However, the war broke out that Sunday and we spent the whole day in the cellar. Like all the Jews who failed to escape, we were shut in a ghetto. There were two ghettos in Šiauliai, and after the people had been “sorted out”, my grandmother was sent to one ghetto and my mother, father, and I were sent to the other one. My mother gave her ring to somebody and my grandmother was allowed to stay with us.
My mother was driven to work and my grandmother stayed with me. I was often ill; we had nothing to eat. My mother did hard physical labour – sometimes she worked on the railway (once the ghetto women even had to push a heavy train), sometimes in the slaughterhouse, or in the fields, or she cleaned carriages. When my mother worked at a slaughterhouse, she tried to milk at least some drops of milk from every cow into a small bottle that she had tied to her leg. She would deliberately put on wide trousers with elastic at the bottom. It was prohibited to bring anything into the ghetto. One was threatened by the death sentence for that. The policeman who was nicknamed “one meter eighty” treated everybody especially cruelly. When he was at the ghetto gate the people would throw away whatever they carried, but my mother would take a risk because she had her baby waiting at home. Once they searched her and upon finding the milk they took her to the police station, but one inhabitant of the ghetto, Isaac Sher, got vodka and tobacco from somewhere and managed to redeem her from the policemen. A human life was worth that much.
Once fortune really smiled on my mother. She was sent to clean the carriages in which civil German railroad engineers lived. They spoke to my mother (she knew German) and gave her some foodstuffs from their food rations. It was known in the ghetto that the Children's action was going on. This hour struck in Šiauliai Ghetto too. We lived on the first floor, and there was an attic above us. At night, by putting a stool on a table, my parents lifted my grandmother and me through the opening in the ceiling into the attic. The little beauty, Aviva, who was several years older than I, and her grandmother, were together with us. To prevent me from crying I was given some sleeping pills.

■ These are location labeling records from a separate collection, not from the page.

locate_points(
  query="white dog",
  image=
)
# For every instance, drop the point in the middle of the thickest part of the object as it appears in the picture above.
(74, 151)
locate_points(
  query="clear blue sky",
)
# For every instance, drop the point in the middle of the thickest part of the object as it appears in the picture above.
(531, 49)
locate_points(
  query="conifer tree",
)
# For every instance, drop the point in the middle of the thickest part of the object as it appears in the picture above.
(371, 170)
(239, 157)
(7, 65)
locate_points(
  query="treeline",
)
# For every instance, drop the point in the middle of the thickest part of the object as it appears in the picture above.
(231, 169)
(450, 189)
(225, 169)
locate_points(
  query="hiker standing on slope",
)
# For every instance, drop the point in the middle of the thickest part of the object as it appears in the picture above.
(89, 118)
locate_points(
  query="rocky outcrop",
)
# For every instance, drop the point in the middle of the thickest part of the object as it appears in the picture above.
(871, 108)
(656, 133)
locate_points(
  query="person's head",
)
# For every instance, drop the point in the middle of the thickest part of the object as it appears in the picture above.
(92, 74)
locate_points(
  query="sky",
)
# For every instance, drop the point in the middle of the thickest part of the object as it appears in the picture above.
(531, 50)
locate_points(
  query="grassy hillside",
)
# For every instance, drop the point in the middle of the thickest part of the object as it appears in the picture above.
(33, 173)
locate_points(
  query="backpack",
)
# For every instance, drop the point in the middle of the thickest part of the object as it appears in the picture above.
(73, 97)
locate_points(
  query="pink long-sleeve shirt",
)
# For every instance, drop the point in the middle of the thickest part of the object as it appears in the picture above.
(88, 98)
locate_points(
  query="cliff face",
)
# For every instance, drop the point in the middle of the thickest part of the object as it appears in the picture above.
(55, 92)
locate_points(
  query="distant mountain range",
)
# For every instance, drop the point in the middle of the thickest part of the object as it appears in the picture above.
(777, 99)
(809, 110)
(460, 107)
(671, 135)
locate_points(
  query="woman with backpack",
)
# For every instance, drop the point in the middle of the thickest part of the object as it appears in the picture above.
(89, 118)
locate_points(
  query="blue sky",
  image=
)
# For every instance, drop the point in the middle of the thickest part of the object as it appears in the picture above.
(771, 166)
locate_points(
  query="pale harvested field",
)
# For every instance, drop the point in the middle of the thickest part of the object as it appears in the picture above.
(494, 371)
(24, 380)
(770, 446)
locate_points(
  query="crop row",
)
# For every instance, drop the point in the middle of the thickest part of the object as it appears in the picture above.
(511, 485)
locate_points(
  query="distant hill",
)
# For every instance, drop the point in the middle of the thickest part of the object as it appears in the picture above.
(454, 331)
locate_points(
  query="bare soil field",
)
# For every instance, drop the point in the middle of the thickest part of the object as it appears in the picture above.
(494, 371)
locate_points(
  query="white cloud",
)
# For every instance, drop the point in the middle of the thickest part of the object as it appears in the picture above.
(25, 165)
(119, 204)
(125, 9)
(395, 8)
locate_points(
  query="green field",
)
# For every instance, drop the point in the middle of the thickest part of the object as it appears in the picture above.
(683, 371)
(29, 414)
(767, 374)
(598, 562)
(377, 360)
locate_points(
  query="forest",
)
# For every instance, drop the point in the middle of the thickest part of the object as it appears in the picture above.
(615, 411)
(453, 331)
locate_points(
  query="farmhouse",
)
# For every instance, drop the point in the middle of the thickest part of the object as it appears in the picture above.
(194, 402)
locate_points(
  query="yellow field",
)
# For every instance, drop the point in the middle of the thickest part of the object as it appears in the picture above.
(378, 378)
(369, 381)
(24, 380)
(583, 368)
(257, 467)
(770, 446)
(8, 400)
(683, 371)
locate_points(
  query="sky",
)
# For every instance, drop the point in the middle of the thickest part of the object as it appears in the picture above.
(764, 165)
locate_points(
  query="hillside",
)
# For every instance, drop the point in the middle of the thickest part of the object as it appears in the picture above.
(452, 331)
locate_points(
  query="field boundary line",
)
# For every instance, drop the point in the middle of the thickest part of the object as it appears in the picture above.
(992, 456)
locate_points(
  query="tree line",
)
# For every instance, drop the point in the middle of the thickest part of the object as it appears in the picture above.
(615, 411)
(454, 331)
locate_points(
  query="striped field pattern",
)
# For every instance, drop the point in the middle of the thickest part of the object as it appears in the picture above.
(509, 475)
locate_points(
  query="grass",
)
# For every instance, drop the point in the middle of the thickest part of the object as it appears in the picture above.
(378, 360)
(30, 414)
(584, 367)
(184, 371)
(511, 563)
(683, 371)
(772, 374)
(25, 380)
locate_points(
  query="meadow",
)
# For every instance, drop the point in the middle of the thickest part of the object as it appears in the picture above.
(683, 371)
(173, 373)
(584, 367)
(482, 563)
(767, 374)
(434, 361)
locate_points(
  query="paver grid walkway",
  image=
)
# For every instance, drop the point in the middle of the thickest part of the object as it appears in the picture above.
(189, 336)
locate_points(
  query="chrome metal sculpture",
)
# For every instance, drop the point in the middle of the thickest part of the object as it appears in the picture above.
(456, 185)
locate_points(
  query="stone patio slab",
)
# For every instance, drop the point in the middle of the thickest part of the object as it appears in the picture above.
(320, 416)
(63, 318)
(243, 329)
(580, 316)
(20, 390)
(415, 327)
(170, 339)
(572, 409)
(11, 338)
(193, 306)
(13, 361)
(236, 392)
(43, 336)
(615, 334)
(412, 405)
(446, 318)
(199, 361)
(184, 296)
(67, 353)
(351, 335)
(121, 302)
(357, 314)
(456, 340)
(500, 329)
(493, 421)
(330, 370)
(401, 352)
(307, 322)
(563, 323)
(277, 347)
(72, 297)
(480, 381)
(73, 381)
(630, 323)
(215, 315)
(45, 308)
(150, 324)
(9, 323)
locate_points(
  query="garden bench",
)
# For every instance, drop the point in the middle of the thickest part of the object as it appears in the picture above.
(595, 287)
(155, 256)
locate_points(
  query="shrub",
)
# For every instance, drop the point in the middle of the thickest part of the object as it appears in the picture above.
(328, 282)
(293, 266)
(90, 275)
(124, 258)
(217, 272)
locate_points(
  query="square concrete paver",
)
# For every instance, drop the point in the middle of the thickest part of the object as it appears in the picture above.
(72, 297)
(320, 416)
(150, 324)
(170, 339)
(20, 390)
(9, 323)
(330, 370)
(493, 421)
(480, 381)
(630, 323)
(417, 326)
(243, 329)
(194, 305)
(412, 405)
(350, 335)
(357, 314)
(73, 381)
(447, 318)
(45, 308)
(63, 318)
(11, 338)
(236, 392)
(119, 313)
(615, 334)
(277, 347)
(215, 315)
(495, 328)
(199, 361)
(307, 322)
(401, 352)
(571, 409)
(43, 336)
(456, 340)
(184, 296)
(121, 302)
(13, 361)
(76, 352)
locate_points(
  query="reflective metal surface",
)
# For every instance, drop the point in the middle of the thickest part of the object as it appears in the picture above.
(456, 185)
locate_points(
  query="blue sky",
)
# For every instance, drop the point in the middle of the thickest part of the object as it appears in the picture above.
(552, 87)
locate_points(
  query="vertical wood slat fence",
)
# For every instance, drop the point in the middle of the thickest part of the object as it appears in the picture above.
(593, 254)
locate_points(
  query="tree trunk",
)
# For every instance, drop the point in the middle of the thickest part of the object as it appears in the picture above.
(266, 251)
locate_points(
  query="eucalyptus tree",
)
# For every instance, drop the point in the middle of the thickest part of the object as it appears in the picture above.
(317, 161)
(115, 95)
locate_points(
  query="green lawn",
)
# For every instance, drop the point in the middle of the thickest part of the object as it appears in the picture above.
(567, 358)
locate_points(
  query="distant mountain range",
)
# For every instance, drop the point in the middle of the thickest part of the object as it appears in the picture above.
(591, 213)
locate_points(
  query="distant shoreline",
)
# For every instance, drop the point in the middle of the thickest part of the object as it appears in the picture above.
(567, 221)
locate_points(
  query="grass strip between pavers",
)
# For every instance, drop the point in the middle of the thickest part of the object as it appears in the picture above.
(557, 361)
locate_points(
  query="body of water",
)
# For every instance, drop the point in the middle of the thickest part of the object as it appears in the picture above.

In the morning my mother was driven to work with everybody else. When people returned to the ghetto in the evening, many of them did not find their children. Uncontrollable sobs and piercing shrieks started. Mother was coming towards our house without knowing what she would find there. One heartbroken old man told her that he had seen her mother and her child being taken away. My mother had my cap in her pocket; she pressed that cap in her hand, firmly convinced that it was all that was left for her of her child. Like crazy she rushed towards the house and ran into a policeman who was sitting and playing the mouth organ. She ran up to him and shouted, “You scoundrel, how dare you play when blood is being shed all around and your hands are steeped in blood?” She expected him to kill her since she had neither the desire nor strength to go on living. But the policeman did not even beat her. He only said, “You are still young; you will go to Germany to work.”
My mother reached the house and climbed up to the first floor. My grandmother, slightly opening the aperture called her by name but my mother did not answer for a long time. At last she understood that somebody was calling her. My grandmother handed me down asleep and then climbed down herself. My mother found it difficult to believe that we were alive. My grandmother pinched her, hit her on the face to mal her come to her senses. Then she told mother everything that had happened. The policemen walked through the flats and took away the children. When they came to our house and saw an opening in the ceiling, the policemen started to hit it with the butts of their rifles and shout: “Get out!” Aviva's grandmother' nerves could not stand it and she whispered to my grandmother: “Let us go down. I have jewels and we shall ransom ourselves”. My grandmother answered that if it were fated that she should die, let death come by itself, but she would not go out to meet it. Aviva's grandmother opened the aperture. The policemen took her and beautiful Aviva away.
After the Children's action there were to be no children left in the ghetto and those children who were left were doomed to death. My mother made plans how to escape. She used to go out of the ghetto at every available opportunity and take the six-pointed star off her clothes. It was necessary to find people who could and wished to help us. Neither my mother nor my grandmother looked like Jews. My mother spoke Lithuanian and German very well. Antanas Margaitis, who was the teacher at the Šiauliai Gymnasium, and his family were the first people to extend a helping hand to her. Antanas Margaitis waited for us in the yard on the agreed day at an agreed hour. That day my grandmother, my mother and I were in the column of people herded to work. Before setting off I was given some sleeping pills again. Then my mother tied me to her body with strings, put on a wide coat and wrapped herself in a large shawl. While going she held me under the shawl – it seemed to her that I was slipping. My mother and grandmother succeeded in jumping out of the column. Antanas Margaitis put us onto the cart and took us to the village.
Our wanderings began. We used to move from one farm to another because it was dangerous to stay in the same place for long. During that time my grandmother and mother managed to obtain forged passports: my mother became Žukauskienė and my grandmother – Stankienė. The genuine birth certificate of a dead girl (who was about my age) was procured for me. I became Marytė Kazlauskaitė. Unfortunately, I do not remember the name of the noble priest who issued that birth certificate.
The small town of Vaiguva near Šiauliai was the last place of our wanderings. There was a manor there whose owner Marija Rusteikaitė gave shelter to us. My mother worked at an office, my grandmother was dressed in nun's clothes, and I was placed in the orphanage opened on the same manor. By that time I had absolutely forgotten Yiddish and spoke only Lithuanian. I was taken to Church. I prayed and crossed myself like a Catholic. My mother could not come up to me on her own. To avoid suspicion I never, even upon meeting my mother, would utter the word “Mommy”. Once, when there was nobody around I asked: “Oh Lord, there is nobody around can I say MOMMY to you?” I often ponder: is it possible in a normal life to make a child never utter the word “Mommy”? I am sure that it is not. Under extreme circumstances, children very soon become adults.
We stayed at Marija Rusteikaitė's manor till the end of the war.
Our family was lucky. A lot of good people helped us save ourselves. Amor these people were simple peasants, a teacher, the highly educated Marija Rusteikaitė, as well as German railroad engineers who used to give food to my mother.